For Sam Hamashima, the decision to not get an MFA in playwriting is a recent one he’s still sorting through. He graduated from the University of Michigan in 2018 with a degree in musical theatre. When he expressed interest in writing plays that could “change the world,” his professor laughed, saying that he’d need an MFA to do that. But Hamashima had no interest in staying in school. “A big part of why I started to write is the community aspect,” Hamashima said. “I want to give more roles to Asian Americans, roles that they can relate to.” As a musical theatre student at Michigan, the only roles Hamashima saw as available to him were in The King and I and Miss Saigon. At the first staged reading for his play Supposed Home at Seattle Public Theatre, Hamashima witnessed the impact of his writing firsthand, as kids and adults alike responded to the play.
“The show is in itself somewhat of an adventure play, you know?” Hamashima said. “We adults are getting the larger allegory and the metaphor and the kids are just like, ‘Oh my God.’ There’s a talking raccoon dog who drinks sake. And there’s a snake who’s shedding his skin to become more American.”
Coming to Seattle for the workshop also showed Hamashima that there’s an audience for his work.

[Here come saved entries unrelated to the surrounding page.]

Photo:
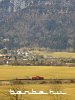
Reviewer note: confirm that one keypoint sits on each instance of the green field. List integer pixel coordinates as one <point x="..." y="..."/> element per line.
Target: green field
<point x="48" y="72"/>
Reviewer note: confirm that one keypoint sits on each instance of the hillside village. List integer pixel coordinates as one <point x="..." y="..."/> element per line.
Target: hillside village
<point x="27" y="56"/>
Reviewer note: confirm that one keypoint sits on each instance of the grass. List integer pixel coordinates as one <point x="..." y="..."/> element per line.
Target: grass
<point x="48" y="72"/>
<point x="55" y="54"/>
<point x="67" y="88"/>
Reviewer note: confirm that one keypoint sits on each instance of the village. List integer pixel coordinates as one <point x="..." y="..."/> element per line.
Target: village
<point x="27" y="57"/>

Where he’s from—North Carolina—the Asian American community is comparatively small. “It was very emotional to see a community embrace me,” Hamashima said. “And it was really inspiring.”
At one point in Supposed Home, Hamashima uses magical realism to dissect and claim ownership over “Asian glow,” the nickname given to the flush some East Asian people experience when they consume alcohol. When one of his characters drinks sake, she starts to radiate red and orange, sweating as her entire body provides light to a dark cave. “It was so cool seeing kids giggling and parents give knowing glances to each other,” Hamashima said, adding that he wants his Asian American audiences to be in on the joke, not the butt of it.
“For the longest time, I was scared to write,” Hamashima said. “I think in spoken word and I think in metaphor and I think in Japanese anime action sequences. I was like, ‘Is there something wrong with me?’ But no. It’s that you’re different—and if you’re different we should hear that voice.”
That’s good advice for all of us. I didn’t truly embrace that difference until 2015, when I drove from Washington, D.C., to Seattle to start a new chapter of my life. I put down roots in a city covered in grey skies, filled with friends I hadn’t yet met. My “MFA” wasn’t time spent in a classroom. It took the form of a cross-country move, a practice of creating nearly unproducible plays, and an active decision to learn from every opportunity. It was here in Seattle that I began to fill my pages with screaming mermaids, football drills that feel like ballets, and satellites and planets who sing to each other.
I think that’s our duty as playwrights: to listen to our voices and spend each day learning to translate those voices onto the stage.
Danielle Mohlman is a nationally produced feminist playwright based in Seattle. She is an alumni of both the Umbrella Project Writers Group and Arena Stages’ Playwrights Arena cohort. Her play Dust will receive a world premiere in May 2020 at Dacha Theatre in Seattle.